Liberia Announces Intention to Appoint FOI Commissioner

10 May 2012

Liberian President Ellen Johnson Sirleaf announced in a May 3 statement that she will “very soon” appoint the country’s first information commissioner.

The position was created by the FOI passed in October of 2010, but has not been filled.

The announcement was praised by Peter Quagua, president of the Press Union of Liberia, in a speech on World Press Freedom Day, who commnetd that implementation of the FOI law so far has been “stalled.”

Sirleaf said in her statement, “Very soon, we will name an Information Commissioner whose job will be to assist us to implement this law.” The president also said, “We expect that the Commissioner will show respect for the spirit and intent of the law, and, at the same time, demonstrate an appreciable understanding of where our country has come from; where we are today; and, importantly, where we hope to be tomorrow.”

She cautioned the press to be responsible, saying:

I must express my concern that some members of the Liberian media have not conducted themselves well in line with the ethical standards of the profession. In protecting this freedom now and in the future, the Liberian press must do more to regulate itself. The Press Union of Liberia has a particular responsibility in this regards. This is necessary because history has shown that where gaps exist between freedom and responsibility – where we fail to show due regard for the responsibility that comes with the freedoms we enjoy – such failures are compensated for at the expense of freedom itself.

 Commenting on Sirleaf’s announcement, Quagu said, “This is truly great news…,” according a story on his remarks in The Inquirer. He also was very critical of government attacks on the media.

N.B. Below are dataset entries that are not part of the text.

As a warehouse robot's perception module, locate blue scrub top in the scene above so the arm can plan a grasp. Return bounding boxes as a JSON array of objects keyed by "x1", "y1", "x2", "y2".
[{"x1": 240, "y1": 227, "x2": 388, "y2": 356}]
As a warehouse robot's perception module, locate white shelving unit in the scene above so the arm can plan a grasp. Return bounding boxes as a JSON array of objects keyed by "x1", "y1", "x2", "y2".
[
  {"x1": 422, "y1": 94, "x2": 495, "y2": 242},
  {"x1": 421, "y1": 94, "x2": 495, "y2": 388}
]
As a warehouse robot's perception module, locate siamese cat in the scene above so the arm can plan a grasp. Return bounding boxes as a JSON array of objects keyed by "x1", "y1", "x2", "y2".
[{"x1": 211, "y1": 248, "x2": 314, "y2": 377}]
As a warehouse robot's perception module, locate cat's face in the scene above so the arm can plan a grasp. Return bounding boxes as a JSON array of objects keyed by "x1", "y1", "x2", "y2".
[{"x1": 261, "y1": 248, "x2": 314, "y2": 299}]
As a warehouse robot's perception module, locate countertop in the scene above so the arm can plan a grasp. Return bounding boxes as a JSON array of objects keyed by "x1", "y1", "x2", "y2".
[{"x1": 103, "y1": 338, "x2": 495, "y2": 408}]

“One of the most important supporting measures towards strengthening the media in Liberia has been the passage of the freedom of information law in 2010,” Quaqua said, continuing, “Despite this huge progress, the law has effectively been stalled as the regulatory mechanism to enforce the law is yet to be operationalized.

He added:

We like to again take this time to applaud the Government for its commitment to appoint the Freedom of Information Commissioner. As we anxiously look forward to the appointment of the commissioner, we stand ready to support one who will be more interested in seeing the flow of information from government and public bodies to the public, than one which will be finding excuses for the inability of public functionaries to contribute to expanding the space for transparency, accountability and integrity in Liberian government.

 As a further demonstration of our support, we are shortly to witness, as part of this celebration today, a debate between the Stella Maris Polytechnic and University of Liberia on the implementation of the law under the proposition, “Should the Denial of FOI Requests be allowed in Countries at certain stage of Development?